I got the ‘rona. Again.
(sigh)
I, like many people, had pretty much dismissed COVID as a thing, so I wasn’t expecting to come down with it, again.
Apparently the latest strain is pretty contagious and it lasts longer than older strains. I have two friends who tested positive for three weeks.
I don’t know where I was exposed. I live a pretty isolated life. We live in a rural area, I don’t see people outside of my family very often, and days can go by where I don’t leave the farm.
On Sunday night I started feeling bad: sore throat, a little congestion and a headache. In the middle of the night I got up to find I was running a fever.
Great. I should point out that I normally measure my temperature around 97F so this was high for me.
The next morning, out of an abundance of caution, I used one of those new Flu/COVID tests and it came up with a strong positive.
It’s funny. They say you have to wait 15 minutes in order to see if you have COVID, but both times I’ve had it that first test has gone positive immediately when the sample liquid hits that part of the testing device.
The last time I was infected there was no treatment. You just isolated and dealt with it. Now that there is a treatment, Paxlovid, I decided to try it out.
Paxlovid is not a cure for COVID, but it is supposed to help reduce the symptoms and speed the process of getting the virus out of the body. You take it for five days, twice a day, and each dose consists of three pills.
The main ingredient is nirmatrelvir (two of the three pills) which acts to keep the COVID virus from replicating, and this is combined with ritonavir (the last pill) which acts to prevent the liver from metabolizing the nirmatrelvir so it can fight the virus longer.

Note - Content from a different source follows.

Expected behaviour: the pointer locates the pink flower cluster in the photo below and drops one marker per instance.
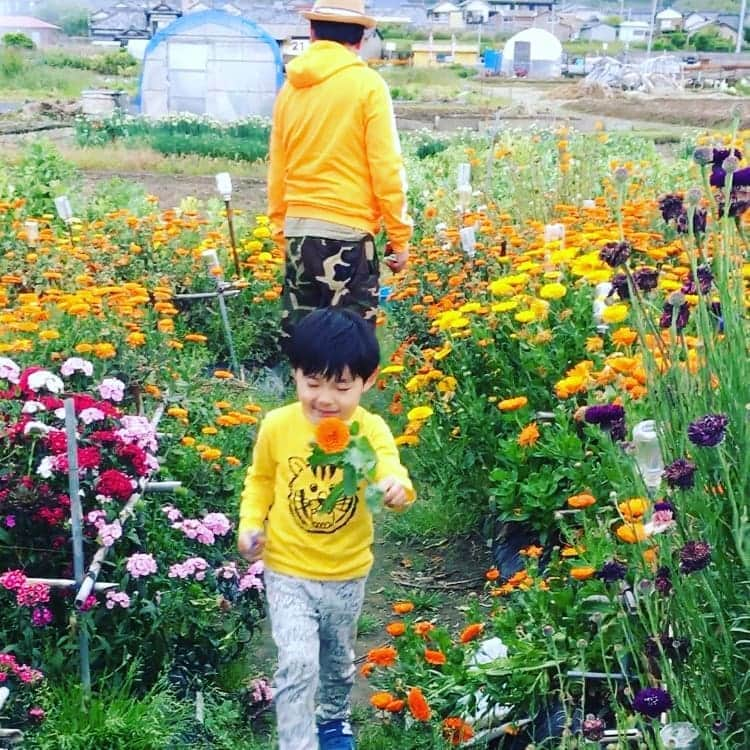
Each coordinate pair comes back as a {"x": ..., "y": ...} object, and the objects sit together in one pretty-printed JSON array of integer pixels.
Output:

I really don’t have a comparison experience to know if it helped or not, but once I started taking it I never felt as bad as I did that Sunday night. I did have a bad side effect of a nasty taste in my mouth (dysgeusia) which tasted very metallic with a side of what I assume road kill would taste like. It was strongest a couple of hours after taking a dose but never totally went away. I have heard that cinnamon candy is good against it but I just ate Altoids by the handful.
In the clinical trial only 6% of the test subjects reported this bad taste but anecdotally it seems to affect a lot of people.
A friend of mine who recently got infected said that after he took the Pax for five days his symptoms came back even stronger. I hope that doesn’t happen to me.
Now you might be asking “why didn’t you get vaxxed?”. Well, I did.
I can only assume that the two weeks between getting my shot and my exposure wasn’t enough to build up immunity, or that the recent cuts in mRNA research means that the vaccine isn’t as effective.
The main issue I’m facing is kidney pain, well, severe pain in my lower back. At first I thought it was just from sleeping poorly (I’m old) but it persisted. The doctor doesn’t know what is going on but we’re keeping an eye on it.
Anyway, just thought I’d share. Go get vaxxed and keep wearing those masks.